Les autorités administratives ont convoqué l'imam de la grande mosquée pour une explication sur son communiqué le 9 septembre 2021. L'homme de Dieu dans la panique a alerté ses partisans de l'accompagner à la préfecture pour répondre à la convocation. Une foule nombreuse s'est déportée à l'esplanade de la préfecture de Ngaoundéré. Ils ont voulu en découdre avec le préfet. Selon eux, il a commis un crime de lèse-majesté en convoquant l'imam, Mahmoud Ali. Le lamido de Ngaoundéré et quelques élites se sont rendus à la préfecture pour désamorcer la révolte. Les partisans de l'Imam ont menacé d saccager le véhicule de l'autorité administrative. Certains badauds ont tenté d'accéder au secrétariat du préfet.
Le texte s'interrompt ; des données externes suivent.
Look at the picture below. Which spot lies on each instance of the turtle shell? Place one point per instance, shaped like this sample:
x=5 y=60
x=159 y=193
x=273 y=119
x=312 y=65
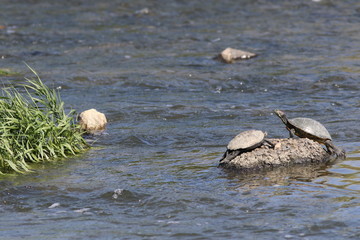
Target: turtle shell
x=310 y=128
x=247 y=139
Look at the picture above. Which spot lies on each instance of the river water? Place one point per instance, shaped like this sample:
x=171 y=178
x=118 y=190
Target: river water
x=148 y=65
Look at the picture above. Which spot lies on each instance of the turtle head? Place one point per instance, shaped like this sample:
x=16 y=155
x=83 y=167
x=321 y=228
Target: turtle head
x=281 y=115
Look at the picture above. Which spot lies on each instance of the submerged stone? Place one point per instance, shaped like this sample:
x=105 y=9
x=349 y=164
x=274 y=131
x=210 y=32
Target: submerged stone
x=92 y=121
x=287 y=152
x=229 y=55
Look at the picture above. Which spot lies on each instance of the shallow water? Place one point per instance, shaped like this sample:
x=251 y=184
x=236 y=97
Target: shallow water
x=172 y=110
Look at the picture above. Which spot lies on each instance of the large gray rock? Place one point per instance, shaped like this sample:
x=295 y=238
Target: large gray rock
x=287 y=152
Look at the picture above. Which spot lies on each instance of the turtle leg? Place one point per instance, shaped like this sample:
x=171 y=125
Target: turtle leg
x=332 y=149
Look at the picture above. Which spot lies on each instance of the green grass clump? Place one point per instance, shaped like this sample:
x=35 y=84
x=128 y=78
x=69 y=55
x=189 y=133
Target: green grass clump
x=35 y=128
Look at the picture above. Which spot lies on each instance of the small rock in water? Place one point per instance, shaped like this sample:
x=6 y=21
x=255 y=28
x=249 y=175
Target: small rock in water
x=117 y=192
x=92 y=121
x=54 y=205
x=82 y=210
x=229 y=55
x=142 y=11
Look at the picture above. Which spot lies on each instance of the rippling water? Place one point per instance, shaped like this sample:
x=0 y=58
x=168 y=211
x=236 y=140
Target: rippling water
x=172 y=110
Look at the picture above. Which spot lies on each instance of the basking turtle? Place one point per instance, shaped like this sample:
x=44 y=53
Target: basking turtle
x=309 y=128
x=244 y=142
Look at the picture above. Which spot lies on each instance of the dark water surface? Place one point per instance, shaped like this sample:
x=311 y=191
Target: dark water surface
x=172 y=110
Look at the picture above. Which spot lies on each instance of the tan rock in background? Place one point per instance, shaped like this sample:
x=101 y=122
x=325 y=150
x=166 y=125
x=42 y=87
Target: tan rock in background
x=229 y=55
x=92 y=121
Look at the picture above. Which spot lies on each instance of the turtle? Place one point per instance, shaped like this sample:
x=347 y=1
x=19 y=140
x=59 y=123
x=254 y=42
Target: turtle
x=244 y=142
x=309 y=128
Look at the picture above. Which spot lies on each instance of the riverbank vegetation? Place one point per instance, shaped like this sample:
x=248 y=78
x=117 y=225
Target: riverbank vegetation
x=35 y=128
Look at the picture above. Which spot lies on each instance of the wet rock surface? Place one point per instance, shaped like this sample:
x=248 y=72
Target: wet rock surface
x=287 y=152
x=229 y=55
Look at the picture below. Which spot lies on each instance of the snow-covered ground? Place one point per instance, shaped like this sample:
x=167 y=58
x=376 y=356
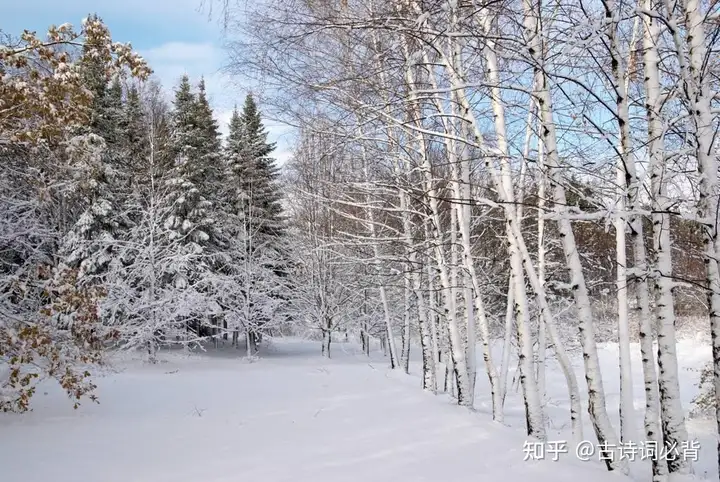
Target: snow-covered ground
x=693 y=354
x=293 y=416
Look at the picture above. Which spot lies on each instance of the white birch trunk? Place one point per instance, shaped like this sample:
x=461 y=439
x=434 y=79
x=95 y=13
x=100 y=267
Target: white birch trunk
x=624 y=151
x=697 y=89
x=701 y=102
x=653 y=431
x=596 y=394
x=507 y=339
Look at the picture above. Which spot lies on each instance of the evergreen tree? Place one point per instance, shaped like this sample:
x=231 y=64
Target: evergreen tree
x=253 y=171
x=190 y=217
x=100 y=181
x=208 y=144
x=135 y=143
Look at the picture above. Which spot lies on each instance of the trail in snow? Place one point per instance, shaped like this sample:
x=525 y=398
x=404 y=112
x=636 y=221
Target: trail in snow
x=292 y=416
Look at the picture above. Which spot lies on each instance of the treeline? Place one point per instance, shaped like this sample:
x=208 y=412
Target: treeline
x=125 y=221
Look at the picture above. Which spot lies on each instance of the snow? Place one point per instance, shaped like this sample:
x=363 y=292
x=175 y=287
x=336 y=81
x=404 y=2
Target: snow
x=295 y=416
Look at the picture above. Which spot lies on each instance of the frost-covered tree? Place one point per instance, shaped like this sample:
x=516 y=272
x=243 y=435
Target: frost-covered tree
x=48 y=320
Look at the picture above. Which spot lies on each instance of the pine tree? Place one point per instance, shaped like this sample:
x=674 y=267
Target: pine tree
x=134 y=138
x=102 y=177
x=190 y=215
x=248 y=153
x=208 y=144
x=253 y=221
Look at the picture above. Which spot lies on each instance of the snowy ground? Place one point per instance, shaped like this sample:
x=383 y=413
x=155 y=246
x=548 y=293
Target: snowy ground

Une foule se déverse à l'esplanade de la préfecture de Ngaoundéré. Ils veulent en découdre avec le préfet de la Vina, qui selon eux a commis un crime de lèse-majesté en convoquant l'imam Mahmoud Ali. Mohamadou Hayatou Issa, le lamido de Ngaoundéré accompagné de quelques élites se rendent à la préfecture de Ngaoundéré pour désamorcer ce qui ressemble à une révolte contre le préfet de la Vina. Selon l'autorité administrative, l'attitude de l'imam de la grande mosquée est de nature à inciter à la révolte, et les troubles à l'ordre publique. Ce que nie l'imam de la grande mosquée de Ngaoundéré.
Dans la ville de Ngaoundéré, l'opinion semble divisée sur cette affaire d'écusson sur la tenue des élèves du collège de Mazenod. Certains trouvent l'attitude de l'imam de la grande mosquée déplacée. Cependant, ses partisans soutiennent que l'autorité religieuse est dans son devoir. Au moment où nous mettions sous presse cette information, le ministre de l'Administration territoriale, Atanga Nji, en visite de travail dans la région de l'Adamaoua depuis hier dimanche, était en réunion de crises avec les responsables du collège de Mazenod, les membres de la communauté musulmane et les autorités administratives, pour désamorcer la crise.